The Daily Telegraph newspaper listed the Dubai Clock Tower among the 17 of the world's most beautiful clock towers.

== Location ==
Dubai Clock Tower is located at the intersection of Umm Hurair Road and route D 89 (Al Maktoum Road) in the locality of Al Rigga. Now a prominent monument in Deira, the roundabout provides access to the Al Maktoum Bridge, the first land crossing constructed between Deira and Bur Dubai. The surrounding area is commercially important, and includes the offices of major international airlines operating in UAE.

It can be reached by Dubai Metro. The nearest metro stations are Al Rigga and City Centre Deira on the Red Line.

==History==

The Clock Tower was built in 1965 and was designed by Otto Bullard and the Syrian architect Ziki Homsi, a partner at Architecture Design Construction (ADC) Office. It was erected as a symbol of Dubai and located in Deira because major routes into Dubai converged prior to the building of Dubai–Abu Dhabi Road.
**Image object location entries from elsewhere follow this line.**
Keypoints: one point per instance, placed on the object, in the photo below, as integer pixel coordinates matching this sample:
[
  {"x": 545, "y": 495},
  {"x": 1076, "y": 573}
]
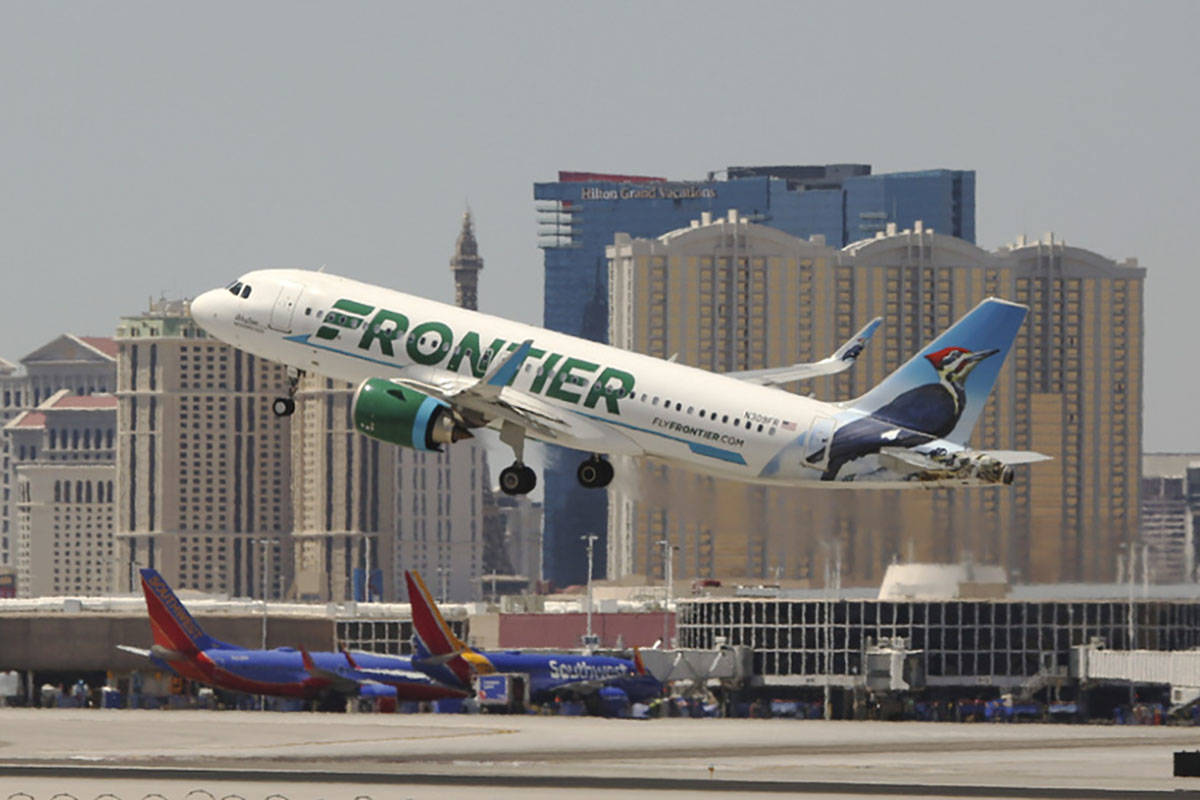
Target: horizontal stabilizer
[{"x": 843, "y": 359}]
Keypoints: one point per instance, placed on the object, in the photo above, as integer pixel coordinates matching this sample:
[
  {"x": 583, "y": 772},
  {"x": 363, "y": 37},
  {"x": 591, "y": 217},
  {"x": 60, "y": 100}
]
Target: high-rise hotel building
[
  {"x": 204, "y": 467},
  {"x": 727, "y": 294},
  {"x": 65, "y": 475},
  {"x": 83, "y": 365},
  {"x": 581, "y": 212}
]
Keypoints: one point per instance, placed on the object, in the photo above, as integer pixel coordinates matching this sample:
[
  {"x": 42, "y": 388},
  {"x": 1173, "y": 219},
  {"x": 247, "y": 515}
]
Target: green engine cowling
[{"x": 405, "y": 416}]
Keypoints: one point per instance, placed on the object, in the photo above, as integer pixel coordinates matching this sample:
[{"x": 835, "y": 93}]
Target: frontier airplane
[{"x": 427, "y": 374}]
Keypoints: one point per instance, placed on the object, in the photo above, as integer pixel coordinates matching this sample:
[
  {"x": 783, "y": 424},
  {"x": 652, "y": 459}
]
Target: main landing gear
[
  {"x": 516, "y": 479},
  {"x": 594, "y": 474},
  {"x": 287, "y": 405}
]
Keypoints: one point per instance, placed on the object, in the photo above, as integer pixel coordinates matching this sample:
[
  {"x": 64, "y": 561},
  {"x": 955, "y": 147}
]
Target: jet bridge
[
  {"x": 1180, "y": 669},
  {"x": 729, "y": 666}
]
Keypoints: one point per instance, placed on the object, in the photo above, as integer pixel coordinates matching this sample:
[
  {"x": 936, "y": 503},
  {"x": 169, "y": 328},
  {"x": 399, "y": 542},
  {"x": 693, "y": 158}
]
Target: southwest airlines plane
[{"x": 427, "y": 374}]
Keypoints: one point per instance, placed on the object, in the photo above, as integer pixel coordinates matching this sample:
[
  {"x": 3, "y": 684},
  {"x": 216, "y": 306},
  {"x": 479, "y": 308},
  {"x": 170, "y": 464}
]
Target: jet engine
[{"x": 405, "y": 416}]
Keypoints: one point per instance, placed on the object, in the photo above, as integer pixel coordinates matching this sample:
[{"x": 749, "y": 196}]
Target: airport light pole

Engineer Edgar Bublik, who was General Manager of Overseas AST in Dubai in the 1970s, explains the background of the Dubai Clock Tower:

“Shaikh Ahmed of Qatar was Shaikh Rashid’s son-in-law. In the early 1960s Shaikh Ahmed gave Shaikh Rashid a clock as a gift. It was a very large clock. Shaikh Rashid did not know what to do with such a large clock! My predecessor Mr Bulard had just completed building Zabeel Palace for Shaikh Rashid so he made a sketch of his idea for a Clock Tower. Mr Bulard gave the sketch to his engineer to make the structural calculations and produce a design. The shape and design of the Clock Tower was from Mr Bulard’s own ideas and did not represent an Oil Drilling Bit or any other object.”

Bahria Town built replica of Deira Clocktower in Bahria Town Lahore Pakistan called Bahria Clock Tower.

In May 2023, it was announced the landmark is about to obtain a new look after the renovation that is going to be undertaken by the Dubai Municipality. According to Khaleej Times, this would add greenery and multi-colored lights and replace the design of the fountain with a new one as part of Dubai 2040 Urban Master Plan.

The renovation was completed in August / September 2023.